Gov. Martin O'Malley signed legislation Thursday making Maryland one of a handful of states to extend anti-discrimination laws to protect transgender people.
The transgender rights legislation, which prohibits discrimination in employment and housing, was one of scores of bills O'Malley signed during the last scheduled public signing ceremony of his eight years as governor.
Other bills he approved will overhaul Maryland's speed camera law to add safeguards for drivers from malfunctioning systems and outlaw "revenge porn" — the posting of intimate pictures on the Internet as a way of getting back at a former spouse or lover.
The governor handed the pen he used to sign the transgender protection law to Sen. Richard S. Madaleno, a Montgomery County Democrat who fought for eight years to persuade his colleagues to pass it.
"It provides important protections for people who are just trying to live their lives," Madaleno said afterward. "They won't get thrown out of their homes, out of their jobs, out of a restaurant, just for being who they are."
The transgender rights measure could face a challenge at the polls in November. Conservative opponents have launched a petition drive, hoping to collect enough signatures to put it up for a referendum vote. They have dubbed it the "Bathroom Bill" because it protects a person's right to use restrooms for the gender with which they identify.
House Minority Whip Kathy Szeliga, one of the bill's leading opponents, said it would have unintended consequences.
"The way this poorly crafted law was written allows a man, who sincerely believes in his heart that he is a woman, to have access to the bathroom, changing room or locker room where there are women and little girls. This is just not right," said Szeliga, a Harford County Republican.
Still up in the air is a measure that could block the construction of a wind farm in Somerset County. Lawmakers from Southern Maryland won a legislative battle with their Eastern Shore counterparts to pass the bill in an effort to protect Naval Air Station Patuxent River, arguing that tall turbines across the Chesapeake Bay could interfere with base radar.
Nina Smith, O'Malley's spokeswoman, said the governor has not decided whether to sign the bill, veto it or let it become law without his signature.
Under the Maryland Constitution, the governor has up to 50 days after the General Assembly's adjournment to make a decision. This year he has until May 27.
Opponents of the bill are hoping for a veto because O'Malley has long been a backer of Maryland's renewable energy industry. However, the legislation has the support of longtime Democratic allies of the governor such as Sen.

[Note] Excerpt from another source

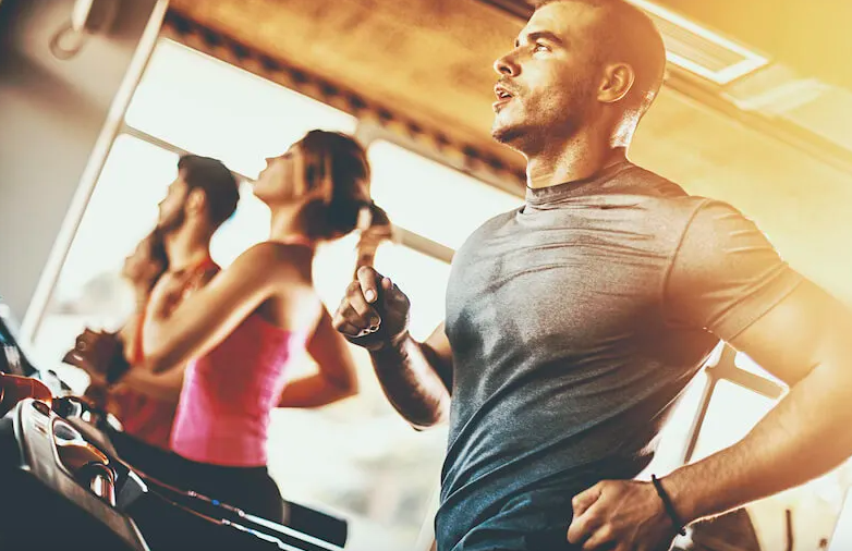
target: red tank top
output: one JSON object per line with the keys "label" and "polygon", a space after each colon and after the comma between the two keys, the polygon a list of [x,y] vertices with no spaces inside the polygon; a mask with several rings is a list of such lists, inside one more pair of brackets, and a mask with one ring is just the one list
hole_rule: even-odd
{"label": "red tank top", "polygon": [[270,414],[283,392],[288,366],[305,351],[307,335],[253,314],[207,355],[191,362],[172,450],[198,463],[265,466]]}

Barbara A. Mikulski and Rep. Steny Hoyer.
If O'Malley vetoes it, his decision would be final because the General Assembly has finished its business for the current four-year term. O'Malley has vetoed few bills for policy reasons, preferring to work out issues with the Democratic leadership during the legislative process.
Maryland Policy & Politics
While O'Malley's signing of the transgender bill pleased his allies on the left, they were disappointed in his decision to sign legislation that will gradually cut the number of taxpayers subject to the estate tax by more than 80 percent. The law, strongly supported by House Speaker Michael E. Busch and Senate President Thomas V. Mike Miller, was seen as a way of keeping wealthy taxpayers in Maryland.
Kate Planco Waybright, executive director of Progressive Maryland, said she was "deeply disappointed" by the decision.
"While 594,000 Marylanders — including countless children — live in poverty, while working families struggle to make ends meet, and while the vast majority of Marylanders will experience no significant tax break this year, the richest of the rich have hit the jackpot," Planco-Waybright said.
The speed camera bill narrows the definition of school zones, one of the areas where the cameras can be used under current law. It also requires local governments to designate an official to address complaints by motorists and void tickets issued improperly. The legislation also requires that future contracts with vendors include performance standards under which local governments can void the deals.
The revenge porn bill makes such an act a misdemeanor punishable by two years in jail and a $5,000 fine. The law takes effect Oct. 1, as does the transgender rights legislation. The speed camera law takes effect June 1, and the estate tax cut July 1.